「父の発つ日」(たぬき第五話)
生きてゆくかぎり、サヨナラという出来事と袂を分かつことはできない。
それは人間であろうと天狗であろうと、狸であろうと同じことだ。
サヨナラには色々なものがある。哀しいサヨナラもあろうし、時にはありがたくてせいせいするサヨナラもあろう。盛大な送別の宴にて賑やかにサヨナラする者もあれば、誰に見送られることもなく一人でサヨナラする者もある。長いサヨナラがあり、短いサヨナラがある。いったんサヨナラした者が、照れくさそうにひょっこり帰ってくるのはよくあることだ。そうかと思えば、短いサヨナラのように見せかけて、なかなか帰って来ぬ者もある。そして、二度と戻ってこない、生涯にただ一度の本当のサヨナラもある。
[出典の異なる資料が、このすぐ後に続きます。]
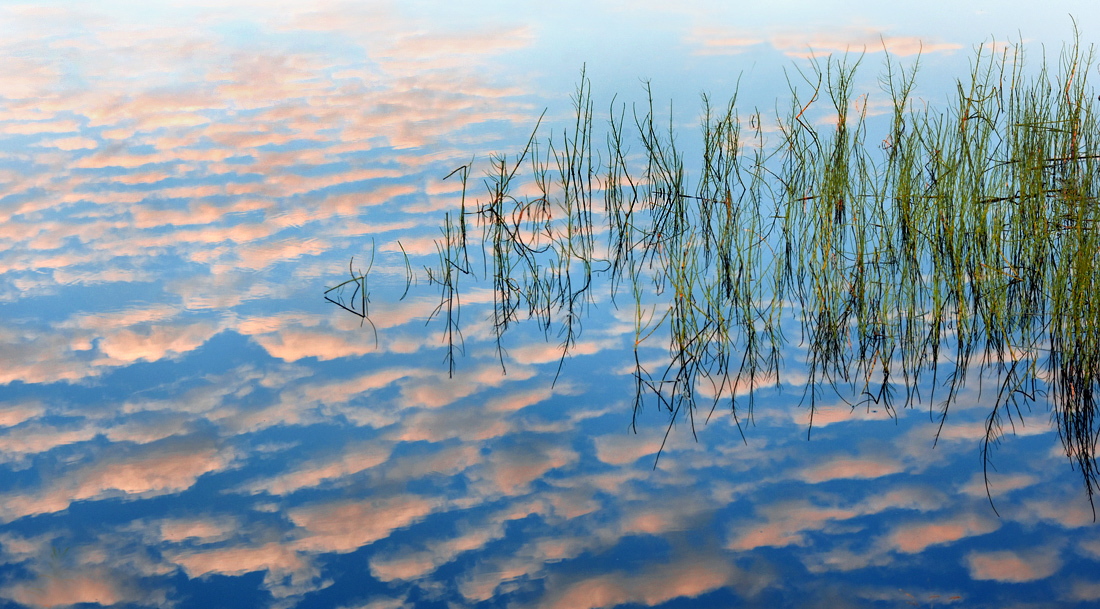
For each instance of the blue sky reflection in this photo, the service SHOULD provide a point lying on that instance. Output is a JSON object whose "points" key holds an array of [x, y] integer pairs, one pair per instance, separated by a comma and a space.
{"points": [[184, 420]]}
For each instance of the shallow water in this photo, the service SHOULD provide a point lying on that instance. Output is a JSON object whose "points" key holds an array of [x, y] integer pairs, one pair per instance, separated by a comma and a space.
{"points": [[185, 421]]}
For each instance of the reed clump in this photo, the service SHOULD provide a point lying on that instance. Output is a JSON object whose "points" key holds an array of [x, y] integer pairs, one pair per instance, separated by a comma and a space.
{"points": [[966, 232]]}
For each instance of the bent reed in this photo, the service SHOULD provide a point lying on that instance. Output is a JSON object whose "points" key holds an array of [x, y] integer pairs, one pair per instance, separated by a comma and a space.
{"points": [[963, 241]]}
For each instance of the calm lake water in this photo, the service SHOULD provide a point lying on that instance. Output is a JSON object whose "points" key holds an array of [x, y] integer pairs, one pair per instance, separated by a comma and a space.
{"points": [[185, 421]]}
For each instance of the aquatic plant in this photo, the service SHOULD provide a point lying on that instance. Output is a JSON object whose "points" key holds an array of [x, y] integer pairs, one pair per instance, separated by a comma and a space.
{"points": [[966, 232]]}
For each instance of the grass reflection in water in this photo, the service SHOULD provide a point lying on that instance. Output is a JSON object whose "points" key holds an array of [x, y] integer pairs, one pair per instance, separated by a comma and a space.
{"points": [[963, 240]]}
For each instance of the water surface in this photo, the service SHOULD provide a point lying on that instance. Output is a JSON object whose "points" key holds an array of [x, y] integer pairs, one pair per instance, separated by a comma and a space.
{"points": [[186, 422]]}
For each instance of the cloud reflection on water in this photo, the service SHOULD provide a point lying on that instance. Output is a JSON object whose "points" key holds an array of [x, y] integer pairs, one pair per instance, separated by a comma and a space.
{"points": [[179, 406]]}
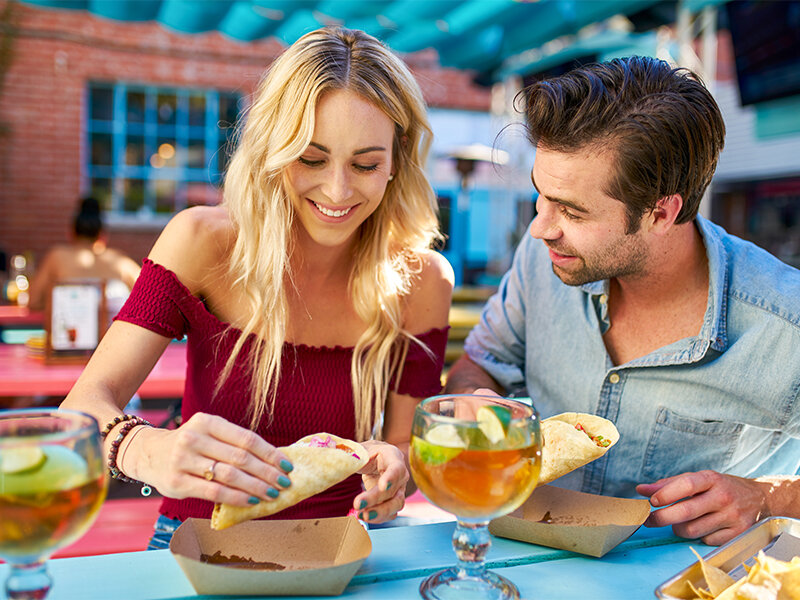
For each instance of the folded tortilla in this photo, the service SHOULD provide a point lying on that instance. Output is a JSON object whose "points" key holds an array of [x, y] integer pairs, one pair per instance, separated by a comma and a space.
{"points": [[316, 468], [566, 447]]}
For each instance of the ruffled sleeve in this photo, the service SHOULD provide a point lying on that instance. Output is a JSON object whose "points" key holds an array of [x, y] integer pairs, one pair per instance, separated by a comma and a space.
{"points": [[157, 302], [421, 375]]}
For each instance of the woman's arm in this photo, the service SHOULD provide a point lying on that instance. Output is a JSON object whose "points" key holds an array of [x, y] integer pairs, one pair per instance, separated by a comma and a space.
{"points": [[246, 468], [386, 478]]}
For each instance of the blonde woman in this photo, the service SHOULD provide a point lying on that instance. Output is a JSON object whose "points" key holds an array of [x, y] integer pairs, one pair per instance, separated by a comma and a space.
{"points": [[310, 298]]}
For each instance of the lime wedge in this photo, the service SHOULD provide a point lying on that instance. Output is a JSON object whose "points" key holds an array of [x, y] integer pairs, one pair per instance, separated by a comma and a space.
{"points": [[432, 453], [445, 435], [22, 459], [493, 421]]}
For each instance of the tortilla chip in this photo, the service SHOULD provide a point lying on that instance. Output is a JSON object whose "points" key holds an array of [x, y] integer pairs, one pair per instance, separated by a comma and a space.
{"points": [[566, 448], [315, 470], [717, 580]]}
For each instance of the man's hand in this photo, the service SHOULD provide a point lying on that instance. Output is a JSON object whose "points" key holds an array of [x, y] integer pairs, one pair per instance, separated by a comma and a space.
{"points": [[706, 505], [465, 377]]}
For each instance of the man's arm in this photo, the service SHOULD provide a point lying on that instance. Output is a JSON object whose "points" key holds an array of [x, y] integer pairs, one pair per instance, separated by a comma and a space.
{"points": [[465, 376], [717, 507]]}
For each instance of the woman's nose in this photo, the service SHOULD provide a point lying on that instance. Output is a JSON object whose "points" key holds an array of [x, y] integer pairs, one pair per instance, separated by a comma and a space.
{"points": [[337, 186]]}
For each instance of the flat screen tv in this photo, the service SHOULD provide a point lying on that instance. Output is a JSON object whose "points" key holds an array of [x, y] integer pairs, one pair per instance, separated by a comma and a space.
{"points": [[766, 47]]}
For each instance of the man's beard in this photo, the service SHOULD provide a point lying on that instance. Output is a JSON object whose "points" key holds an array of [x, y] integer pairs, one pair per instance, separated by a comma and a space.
{"points": [[625, 257]]}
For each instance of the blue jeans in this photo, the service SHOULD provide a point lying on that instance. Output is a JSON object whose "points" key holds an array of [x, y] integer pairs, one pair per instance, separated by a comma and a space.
{"points": [[162, 533]]}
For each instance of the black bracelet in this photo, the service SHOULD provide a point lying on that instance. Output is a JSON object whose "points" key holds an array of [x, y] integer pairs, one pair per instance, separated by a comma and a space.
{"points": [[131, 421]]}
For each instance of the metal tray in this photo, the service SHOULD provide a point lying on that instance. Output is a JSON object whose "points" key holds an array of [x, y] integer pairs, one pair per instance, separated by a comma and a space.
{"points": [[731, 556]]}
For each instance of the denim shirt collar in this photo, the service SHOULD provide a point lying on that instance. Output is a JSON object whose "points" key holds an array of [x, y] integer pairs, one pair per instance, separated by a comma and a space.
{"points": [[713, 334]]}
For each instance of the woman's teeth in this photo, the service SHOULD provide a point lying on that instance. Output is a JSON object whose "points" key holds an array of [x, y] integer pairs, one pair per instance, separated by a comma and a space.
{"points": [[332, 213]]}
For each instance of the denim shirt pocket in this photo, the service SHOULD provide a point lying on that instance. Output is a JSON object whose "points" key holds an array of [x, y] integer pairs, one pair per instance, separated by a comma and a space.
{"points": [[679, 444]]}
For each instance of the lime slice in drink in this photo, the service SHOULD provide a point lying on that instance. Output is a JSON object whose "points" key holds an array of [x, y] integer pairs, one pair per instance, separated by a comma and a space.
{"points": [[60, 469], [441, 445], [493, 421], [22, 459]]}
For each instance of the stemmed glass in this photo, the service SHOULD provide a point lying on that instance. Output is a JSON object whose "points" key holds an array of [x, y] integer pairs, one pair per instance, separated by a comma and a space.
{"points": [[52, 484], [477, 457]]}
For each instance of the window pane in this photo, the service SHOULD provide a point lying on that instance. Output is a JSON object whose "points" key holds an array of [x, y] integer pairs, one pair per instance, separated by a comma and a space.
{"points": [[228, 109], [225, 150], [167, 103], [101, 152], [165, 195], [134, 150], [166, 154], [101, 104], [101, 189], [196, 157], [136, 107], [197, 109], [133, 195]]}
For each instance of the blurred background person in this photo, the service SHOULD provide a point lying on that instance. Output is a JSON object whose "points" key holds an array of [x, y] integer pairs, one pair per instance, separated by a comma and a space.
{"points": [[87, 257]]}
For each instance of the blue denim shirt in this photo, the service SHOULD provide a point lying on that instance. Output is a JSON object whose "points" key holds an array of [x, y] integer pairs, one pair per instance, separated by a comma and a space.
{"points": [[725, 399]]}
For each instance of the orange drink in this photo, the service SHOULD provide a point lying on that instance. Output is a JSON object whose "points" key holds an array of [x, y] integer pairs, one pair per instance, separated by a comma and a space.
{"points": [[478, 457], [475, 483]]}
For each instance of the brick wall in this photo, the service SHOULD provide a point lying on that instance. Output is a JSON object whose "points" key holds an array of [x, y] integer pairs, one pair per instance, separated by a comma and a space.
{"points": [[43, 98]]}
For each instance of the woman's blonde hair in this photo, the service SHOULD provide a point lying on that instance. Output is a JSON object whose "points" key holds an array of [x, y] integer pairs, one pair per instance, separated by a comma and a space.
{"points": [[278, 129]]}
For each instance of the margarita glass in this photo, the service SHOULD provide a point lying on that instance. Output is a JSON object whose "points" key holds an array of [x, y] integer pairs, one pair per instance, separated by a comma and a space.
{"points": [[478, 457], [52, 484]]}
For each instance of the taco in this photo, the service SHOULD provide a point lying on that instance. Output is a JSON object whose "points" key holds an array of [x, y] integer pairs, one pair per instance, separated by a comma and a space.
{"points": [[320, 460], [572, 440]]}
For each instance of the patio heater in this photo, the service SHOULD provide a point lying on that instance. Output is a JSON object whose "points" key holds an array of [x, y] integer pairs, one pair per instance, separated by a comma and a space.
{"points": [[466, 160]]}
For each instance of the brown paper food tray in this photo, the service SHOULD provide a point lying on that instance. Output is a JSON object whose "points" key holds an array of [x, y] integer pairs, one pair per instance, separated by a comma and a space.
{"points": [[584, 523], [767, 535], [320, 556]]}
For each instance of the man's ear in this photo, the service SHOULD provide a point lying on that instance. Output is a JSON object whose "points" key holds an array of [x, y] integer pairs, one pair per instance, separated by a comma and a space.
{"points": [[663, 216]]}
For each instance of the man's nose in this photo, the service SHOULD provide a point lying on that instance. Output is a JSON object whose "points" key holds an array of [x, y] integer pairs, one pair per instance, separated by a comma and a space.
{"points": [[545, 225]]}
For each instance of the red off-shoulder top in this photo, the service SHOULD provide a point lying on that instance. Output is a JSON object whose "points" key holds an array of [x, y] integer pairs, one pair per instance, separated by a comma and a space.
{"points": [[314, 391]]}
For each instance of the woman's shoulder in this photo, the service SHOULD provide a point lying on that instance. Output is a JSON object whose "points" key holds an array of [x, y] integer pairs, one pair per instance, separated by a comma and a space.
{"points": [[428, 302], [195, 242]]}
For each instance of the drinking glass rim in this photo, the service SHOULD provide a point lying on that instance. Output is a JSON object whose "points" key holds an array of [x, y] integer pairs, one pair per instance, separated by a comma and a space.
{"points": [[88, 427], [445, 419]]}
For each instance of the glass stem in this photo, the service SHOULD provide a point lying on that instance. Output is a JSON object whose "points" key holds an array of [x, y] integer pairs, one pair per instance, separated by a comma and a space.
{"points": [[28, 582], [471, 542]]}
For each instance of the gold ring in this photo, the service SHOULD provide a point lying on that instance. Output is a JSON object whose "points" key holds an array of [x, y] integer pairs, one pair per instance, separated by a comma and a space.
{"points": [[209, 472]]}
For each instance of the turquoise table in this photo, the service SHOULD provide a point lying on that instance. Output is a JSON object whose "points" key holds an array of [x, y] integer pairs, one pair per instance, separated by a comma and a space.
{"points": [[401, 557]]}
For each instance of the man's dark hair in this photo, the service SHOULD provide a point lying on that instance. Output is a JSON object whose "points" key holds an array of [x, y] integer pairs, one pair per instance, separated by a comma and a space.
{"points": [[88, 221], [661, 123]]}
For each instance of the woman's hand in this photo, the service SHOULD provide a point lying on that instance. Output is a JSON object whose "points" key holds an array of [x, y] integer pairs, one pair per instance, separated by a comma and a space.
{"points": [[385, 477], [210, 458]]}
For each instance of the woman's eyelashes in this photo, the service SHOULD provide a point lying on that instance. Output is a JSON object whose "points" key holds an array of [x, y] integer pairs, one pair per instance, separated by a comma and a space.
{"points": [[308, 162]]}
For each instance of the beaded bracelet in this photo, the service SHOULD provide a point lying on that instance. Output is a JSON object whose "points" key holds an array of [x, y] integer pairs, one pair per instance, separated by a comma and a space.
{"points": [[130, 422], [116, 421]]}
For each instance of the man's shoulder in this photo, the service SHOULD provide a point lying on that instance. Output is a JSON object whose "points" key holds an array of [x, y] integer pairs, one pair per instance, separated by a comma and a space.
{"points": [[760, 279]]}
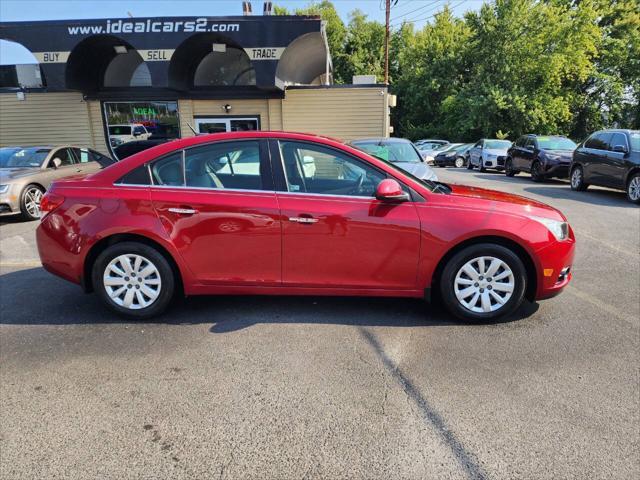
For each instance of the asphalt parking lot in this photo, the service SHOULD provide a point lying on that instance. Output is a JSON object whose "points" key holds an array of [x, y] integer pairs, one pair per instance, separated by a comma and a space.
{"points": [[250, 387]]}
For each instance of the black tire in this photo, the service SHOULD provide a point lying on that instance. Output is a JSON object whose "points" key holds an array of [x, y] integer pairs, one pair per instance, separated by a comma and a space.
{"points": [[576, 179], [455, 264], [26, 198], [508, 168], [633, 188], [167, 279], [536, 172]]}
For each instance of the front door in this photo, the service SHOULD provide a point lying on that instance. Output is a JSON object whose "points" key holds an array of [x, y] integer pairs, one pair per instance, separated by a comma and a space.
{"points": [[335, 233], [218, 205], [226, 124]]}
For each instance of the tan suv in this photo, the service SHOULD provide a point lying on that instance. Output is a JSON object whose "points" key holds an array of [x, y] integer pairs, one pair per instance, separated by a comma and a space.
{"points": [[27, 172]]}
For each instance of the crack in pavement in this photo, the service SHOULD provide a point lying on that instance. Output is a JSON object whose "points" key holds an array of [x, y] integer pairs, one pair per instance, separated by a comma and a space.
{"points": [[466, 459]]}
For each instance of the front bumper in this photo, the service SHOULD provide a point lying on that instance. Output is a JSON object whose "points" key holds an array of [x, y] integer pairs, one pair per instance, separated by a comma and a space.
{"points": [[556, 261]]}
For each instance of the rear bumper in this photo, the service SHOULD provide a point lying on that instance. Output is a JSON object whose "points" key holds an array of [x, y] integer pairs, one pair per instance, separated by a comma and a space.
{"points": [[556, 262]]}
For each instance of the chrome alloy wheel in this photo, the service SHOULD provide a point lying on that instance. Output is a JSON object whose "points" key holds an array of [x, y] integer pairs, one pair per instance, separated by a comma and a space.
{"points": [[576, 178], [634, 188], [132, 281], [484, 284], [32, 199]]}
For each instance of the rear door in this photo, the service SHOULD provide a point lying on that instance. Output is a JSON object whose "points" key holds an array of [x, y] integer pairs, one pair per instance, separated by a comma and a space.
{"points": [[596, 151], [613, 168], [217, 203], [336, 234]]}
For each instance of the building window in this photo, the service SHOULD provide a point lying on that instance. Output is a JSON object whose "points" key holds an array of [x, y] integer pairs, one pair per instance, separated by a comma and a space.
{"points": [[136, 126]]}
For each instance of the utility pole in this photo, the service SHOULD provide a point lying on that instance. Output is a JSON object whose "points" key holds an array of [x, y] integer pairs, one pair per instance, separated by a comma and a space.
{"points": [[386, 41]]}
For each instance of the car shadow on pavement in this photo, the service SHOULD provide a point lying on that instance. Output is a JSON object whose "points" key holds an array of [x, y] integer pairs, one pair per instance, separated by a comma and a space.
{"points": [[34, 297]]}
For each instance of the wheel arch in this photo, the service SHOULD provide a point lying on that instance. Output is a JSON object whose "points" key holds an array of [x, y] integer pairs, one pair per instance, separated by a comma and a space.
{"points": [[110, 240], [523, 254]]}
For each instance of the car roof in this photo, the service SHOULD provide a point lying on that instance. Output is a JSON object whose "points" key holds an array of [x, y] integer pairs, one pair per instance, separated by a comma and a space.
{"points": [[380, 139]]}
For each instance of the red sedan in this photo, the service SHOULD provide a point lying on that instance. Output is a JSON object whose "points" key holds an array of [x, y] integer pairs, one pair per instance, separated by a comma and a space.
{"points": [[290, 214]]}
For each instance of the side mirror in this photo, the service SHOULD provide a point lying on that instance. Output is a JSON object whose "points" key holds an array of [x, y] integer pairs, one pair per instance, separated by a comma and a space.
{"points": [[389, 190], [620, 149]]}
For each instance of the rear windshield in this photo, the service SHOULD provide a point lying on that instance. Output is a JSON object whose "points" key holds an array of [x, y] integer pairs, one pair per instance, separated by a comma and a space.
{"points": [[120, 130], [497, 144], [390, 151], [555, 143], [12, 157]]}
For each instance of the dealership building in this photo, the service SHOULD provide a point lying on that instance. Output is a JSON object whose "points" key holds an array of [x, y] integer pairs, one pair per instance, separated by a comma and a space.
{"points": [[98, 83]]}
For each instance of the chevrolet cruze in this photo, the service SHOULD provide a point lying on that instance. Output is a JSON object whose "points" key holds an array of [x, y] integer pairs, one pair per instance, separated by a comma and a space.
{"points": [[290, 214]]}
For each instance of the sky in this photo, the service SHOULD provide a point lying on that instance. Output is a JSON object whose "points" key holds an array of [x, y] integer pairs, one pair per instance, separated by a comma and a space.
{"points": [[419, 11]]}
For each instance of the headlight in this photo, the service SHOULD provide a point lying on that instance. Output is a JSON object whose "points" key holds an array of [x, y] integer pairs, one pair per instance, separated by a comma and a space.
{"points": [[559, 229]]}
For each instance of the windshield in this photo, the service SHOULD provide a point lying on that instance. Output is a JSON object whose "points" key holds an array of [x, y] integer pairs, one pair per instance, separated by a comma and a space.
{"points": [[555, 143], [390, 151], [13, 157], [497, 144], [120, 130]]}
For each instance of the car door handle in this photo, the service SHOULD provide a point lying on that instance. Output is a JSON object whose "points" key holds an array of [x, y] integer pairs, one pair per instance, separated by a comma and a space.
{"points": [[303, 219], [183, 211]]}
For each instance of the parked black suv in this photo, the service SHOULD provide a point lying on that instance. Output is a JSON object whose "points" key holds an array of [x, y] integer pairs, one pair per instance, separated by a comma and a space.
{"points": [[541, 155], [609, 158]]}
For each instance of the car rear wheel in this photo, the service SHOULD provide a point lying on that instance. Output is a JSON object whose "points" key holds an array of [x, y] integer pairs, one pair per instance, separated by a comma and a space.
{"points": [[483, 282], [134, 279], [577, 179], [30, 202], [536, 172], [633, 188]]}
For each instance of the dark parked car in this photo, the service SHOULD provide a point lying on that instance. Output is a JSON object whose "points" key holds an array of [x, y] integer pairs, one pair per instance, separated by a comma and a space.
{"points": [[454, 156], [609, 158], [542, 156]]}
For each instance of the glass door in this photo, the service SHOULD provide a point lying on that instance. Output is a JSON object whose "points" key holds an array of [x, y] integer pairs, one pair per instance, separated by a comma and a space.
{"points": [[225, 124]]}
この世にサヨナラするにあたり、我らの父は偉大なるその血を、律義に四つに分けた。
長兄は責任感だけを受け継ぎ、次兄は暢気な性格だけを受け継ぎ、弟は純真さだけを受け継ぎ、私は阿呆ぶりだけを受け継いだ。てんでバラバラの兄弟をつなぎ止めているのは海よりも深い母の愛と、偉大なる父とのサヨナラである。
一つの大きなサヨナラが、遺された者たちをつなぐこともある。